1. ## Re: Dummy Variables

Going back to the basics:

Scenario, I have a categorical numeric variable (IV) I use in a simple binary regression model. The program turns the IV variable into a dummy variable (using SAS, it shows this in the output). I run the model with and without the intercept, but it still reports only two categories for the IV variable for the effects, since it needs a comparison group. The conversion of the categorical numeric variable into 0s, 1s is the dummy coding that the program does for me, correct? How does this fit into this thread?

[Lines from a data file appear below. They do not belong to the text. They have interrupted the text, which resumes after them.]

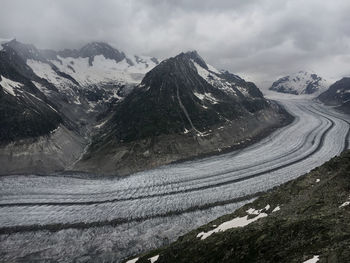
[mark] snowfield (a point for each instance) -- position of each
(68, 218)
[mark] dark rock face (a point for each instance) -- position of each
(29, 113)
(338, 94)
(312, 220)
(179, 110)
(25, 117)
(169, 101)
(299, 83)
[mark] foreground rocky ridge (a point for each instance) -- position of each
(304, 219)
(182, 109)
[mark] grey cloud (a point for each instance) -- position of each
(260, 39)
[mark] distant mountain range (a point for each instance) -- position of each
(96, 109)
(182, 108)
(300, 83)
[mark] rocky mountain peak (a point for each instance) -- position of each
(195, 57)
(25, 51)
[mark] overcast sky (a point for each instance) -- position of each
(258, 39)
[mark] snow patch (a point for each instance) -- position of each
(312, 260)
(208, 96)
(234, 223)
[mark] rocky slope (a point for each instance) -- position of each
(183, 108)
(338, 95)
(304, 219)
(51, 100)
(300, 83)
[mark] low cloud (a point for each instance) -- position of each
(260, 40)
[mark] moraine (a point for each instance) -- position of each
(95, 219)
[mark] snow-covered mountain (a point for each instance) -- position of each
(182, 108)
(53, 100)
(135, 112)
(300, 83)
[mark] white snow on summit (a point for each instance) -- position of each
(300, 83)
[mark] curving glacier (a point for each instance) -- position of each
(89, 218)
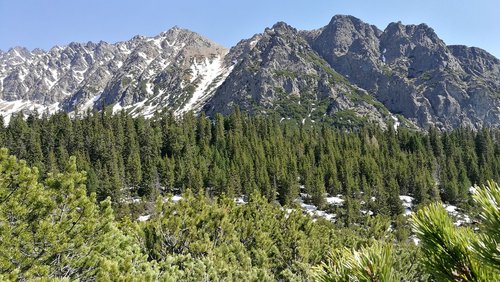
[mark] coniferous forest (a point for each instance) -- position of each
(71, 190)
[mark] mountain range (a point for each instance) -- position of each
(346, 72)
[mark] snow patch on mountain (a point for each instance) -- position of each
(212, 73)
(8, 108)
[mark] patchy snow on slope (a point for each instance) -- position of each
(212, 75)
(90, 103)
(7, 108)
(396, 122)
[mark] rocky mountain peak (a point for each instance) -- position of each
(347, 69)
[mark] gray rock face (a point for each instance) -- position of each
(141, 75)
(345, 70)
(414, 73)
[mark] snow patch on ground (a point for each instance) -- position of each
(8, 108)
(336, 200)
(407, 202)
(241, 200)
(144, 217)
(396, 122)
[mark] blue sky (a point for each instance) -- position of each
(45, 23)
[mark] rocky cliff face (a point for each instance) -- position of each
(413, 72)
(142, 75)
(347, 71)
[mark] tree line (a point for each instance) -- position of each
(238, 154)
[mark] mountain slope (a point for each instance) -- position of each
(346, 72)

Can someone also remind me when you want and don't want the intercept, since it definitely changes the results (I know it is situation-based, but please refresh my memory on how it fits into this scenario). Thanks you.

2. ## Re: Dummy Variables

How many levels of the categorical level variable are there? You will only get a single dummy variable if the original categorical level variable has only two categories. Otherwise you will get more than one dummies. This thread answered the theoretical question we thought you were asking. How many levels can a categorical variable have. Not if the output you got was accurate (which we have no way of knowing without seeing it and knowing what your original variable is).

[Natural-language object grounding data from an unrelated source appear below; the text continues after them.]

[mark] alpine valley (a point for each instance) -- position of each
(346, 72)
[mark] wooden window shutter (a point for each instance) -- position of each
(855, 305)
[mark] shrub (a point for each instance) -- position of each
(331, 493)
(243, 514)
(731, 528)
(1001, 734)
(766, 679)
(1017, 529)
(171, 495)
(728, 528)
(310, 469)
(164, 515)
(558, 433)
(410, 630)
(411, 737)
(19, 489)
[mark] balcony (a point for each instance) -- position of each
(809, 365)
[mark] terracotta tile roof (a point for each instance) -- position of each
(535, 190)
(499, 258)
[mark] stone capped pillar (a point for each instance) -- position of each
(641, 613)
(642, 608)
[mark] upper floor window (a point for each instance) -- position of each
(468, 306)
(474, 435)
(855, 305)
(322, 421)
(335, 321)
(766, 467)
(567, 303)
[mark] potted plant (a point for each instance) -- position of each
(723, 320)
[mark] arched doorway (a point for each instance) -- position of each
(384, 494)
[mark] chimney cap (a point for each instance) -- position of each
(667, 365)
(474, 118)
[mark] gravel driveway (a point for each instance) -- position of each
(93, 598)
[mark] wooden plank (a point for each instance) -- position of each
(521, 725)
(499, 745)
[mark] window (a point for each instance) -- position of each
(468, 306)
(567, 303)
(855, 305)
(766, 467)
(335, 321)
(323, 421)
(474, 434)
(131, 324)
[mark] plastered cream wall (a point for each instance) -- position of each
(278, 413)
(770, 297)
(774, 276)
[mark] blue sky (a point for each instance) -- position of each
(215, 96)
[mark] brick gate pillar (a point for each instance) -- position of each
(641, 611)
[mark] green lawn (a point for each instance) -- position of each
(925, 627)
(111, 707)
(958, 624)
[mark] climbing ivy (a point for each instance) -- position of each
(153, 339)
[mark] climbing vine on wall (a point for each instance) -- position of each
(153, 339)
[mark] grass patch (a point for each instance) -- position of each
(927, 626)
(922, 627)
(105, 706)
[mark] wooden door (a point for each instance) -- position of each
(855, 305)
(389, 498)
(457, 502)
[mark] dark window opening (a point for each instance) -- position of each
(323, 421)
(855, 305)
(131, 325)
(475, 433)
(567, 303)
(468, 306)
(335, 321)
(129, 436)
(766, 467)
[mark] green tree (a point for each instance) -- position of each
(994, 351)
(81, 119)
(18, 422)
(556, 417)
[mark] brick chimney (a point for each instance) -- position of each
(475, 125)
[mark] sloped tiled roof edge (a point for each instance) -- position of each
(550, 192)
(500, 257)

The answer to whether you want an intercept depends on if it makes substantive sense to have one and details of which specific type of regression you are running. The convention for OLS regression is to use an intercept. If it makes no substantive sense to have a value of the DV when all your independent variables are zero you may want to modify or eliminate it. But if you do so you will have no comparison group to compare your dummies to. Then you will have to, as dason noted, run a variable for each level of your categorical variable.

3. ## Re: Dummy Variables

The scenario was made up, but your last two sentences better got at what I was asking.

4. ## Re: Dummy Variables

Although I have not seen it used outside hiearchial linear models, one thing you can consider if you keep the intercept is centering your independent variables on the group or grand mean. This makes the meaning of the intercept different and may make a lot more sense. But again this is rarely done in practice in my observation. In most cases you simply use an intercept, but ignore it. It is the norm in most modeling. Note that many discussions of the intercept for dummy variables tends to confuse. They say that you compare the level of a dummy variable to the intercept to see the difference between a given dummy and the reference level.

But that only works simply if you have one set of dummy variables (that is tied to a single categorical variable). If instead you have a set of dummy variables for say gender and another for education level, than the intercept will reflect the value of a specific gender and education not one or the other.